SXSW 2024 Dia 5: Histórias com rosto, histórias sem rosto
A South by Southwest (SXSW) é um evento de dimensão mundial.
Uma mistura de conferência com festival, onde temas como inovação, cultura, marketing, design, produções audiovisuais e música se fundem em centenas de sessões e eventos a que assistem 300 mil pessoas de 100 países. Com esta escala, decidi ir à procura de Portugal em Austin. O Brasil está aqui em peso. É a maior delegação internacional da conferência, com mais de 1.600 participantes e 22 sessões. Quando salto de hotel para hotel para assistir às sessões – a minha média diária de passos na minha app de fitness é muito superior a 24 mil -, a língua que mais oiço na rua é o português ou, neste caso, PT BR. O inglês também domina, e pontualmente oiço alguém a falar alemão, holandês, francês. Português de Portugal, nem ouvi-lo. Mais difícil ainda encontrar oradores e projetos da minha terra.
Até ontem a grande exceção tinha sido a presença da nossa Daniela Melchior na passadeira vermelha do Paramount Theatre, para o lançamento do filme “Road House” (Profissão: Duro), onde partilha o ecrã com Jake Gyllenhaal e com o lutador irlandês Conor McGregor. Daniela é hoje uma atriz internacional incontornável e o seu último filme, o décimo “Velocidade Furiosa”, arrecadou 512 milhões de dólares em todo o mundo no ano passado. Desta vez a atriz portuguesa traz-nos a adrenalina do clássico de culto dos anos 80. “Road House” vai ser lançado em mais de 240 países no próximo dia 21 de março. Por aqui, a première obrigou ao fecho de várias ruas.
Foi completamente por acaso que conheci outro projeto luso que faz parte da exposição de arte imersiva que aterra em Austin vinda dos quatro cantos do planeta. Um projeto que me fez recuar até 2006. Na realidade, fez-me recuar aos confins mais retrógrados da existência humana.
Recebi uma mensagem no LinkedIn do André, que não conheço pessoalmente, mas que sabia que eu aqui estava por ter lido uma das minhas crónicas da SXSW: “Se quiser visitar e ver no SXSW um projeto português de realidade virtual, o Sérgio Galvão Roxo terá todo o gosto em recebê-lo.” Poucos minutos depois, estava a trocar mensagens com o Sérgio.
Gisberta. Para quem não se lembrar – espero que esta história continue a remoer na cabeça de todos – Gisberta era uma mulher transgénero que foi brutal e lentamente torturada e assassinada no Porto, em 2006 por um grupo de 14 adolescentes.

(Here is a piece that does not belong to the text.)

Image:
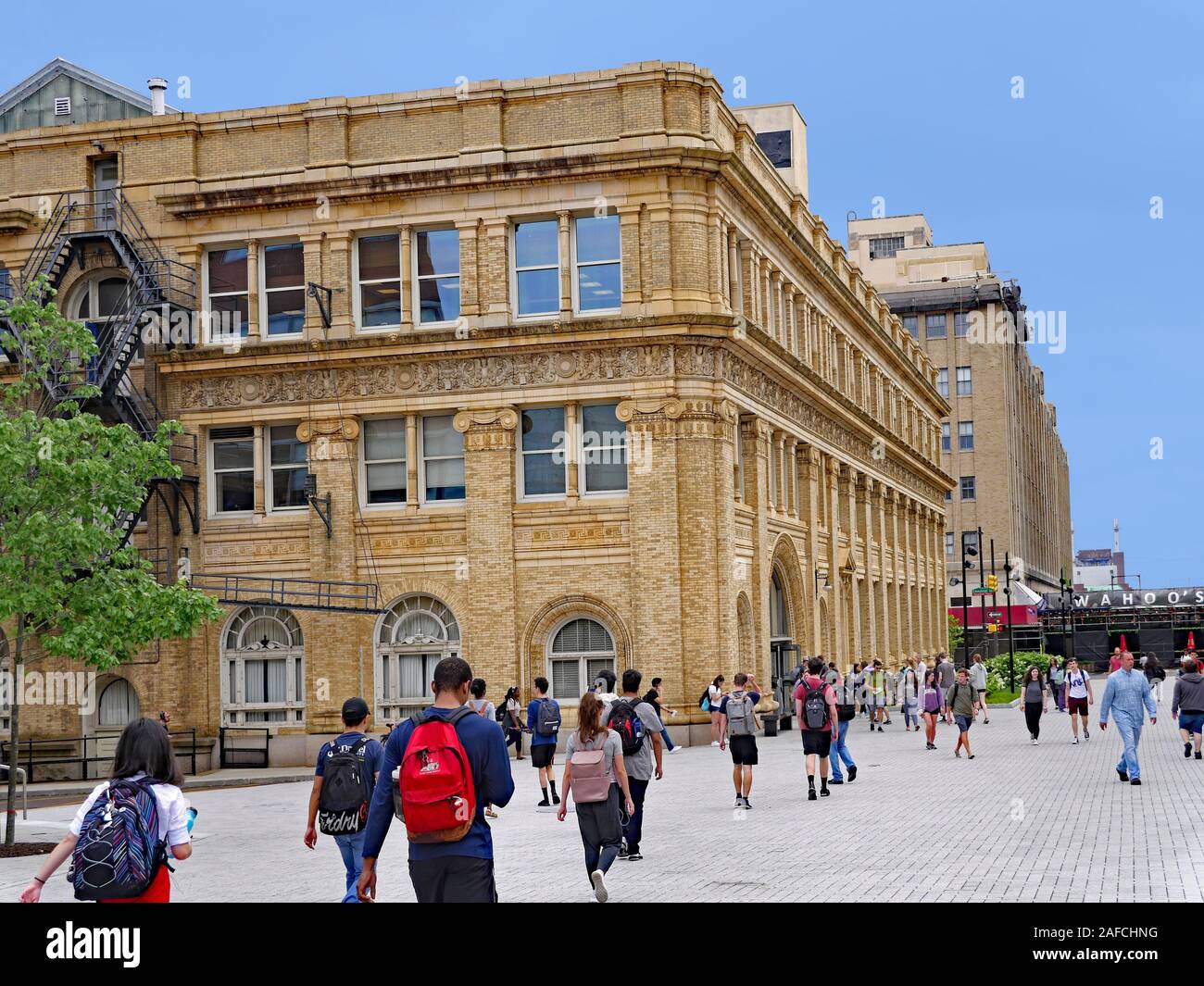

Encontrei-me com o Sérgio num dos enormes salões de um dos hotéis, onde 36 projetos de realidade virtual, alguns com orçamentos avultados, partilham o mesmo espaço. Fui recebido pelo Sérgio, produtor e realizador, e pelo Pedro Velho, assistente de realização e ilustrador do projeto. E a conversa fluiu enquanto enfiava uns óculos que me deixaram inconfortavelmente às escuras.
“Seu Nome Era Gisberta: Uma história sem rosto” é uma experiência imersiva que foi criada como uma ferramenta educativa, como forma de lidar com “o outro” de uma forma mais informada. Não se fala da violência brutal a que a mulher foi submetida. Não há caras. É uma sucessão de imagens, ilustrações e uma terrível história narrada por outra mulher transgénero, a atriz Alexia Vitória. É de direitos humanos que estamos a falar e Sérgio quer passar uma mensagem de humanidade.
O projeto foi construído num editor de vídeo, onde foi composta a animação e as ilustrações foram feitas através de programas “usuais”, com recurso a texturas e pincéis desenhados à mão. Ao todo, custou 80 euros. Oitenta. Nunca diria. Sérgio quer agora chegar a uma audiência ainda maior e mais relevante: escolas. Quando regressar, vai por este plano de divulgação em marcha, com todos os apoios que conseguir angariar.
Ficámos muito tempo à conversa. Senti que tinha levado um murro no estômago e que tinha de pensar mais no que tinha acabado de experienciar. Afinal, diz Sérgio, “há pessoas que não conseguiram chegar ao fim da experiência”.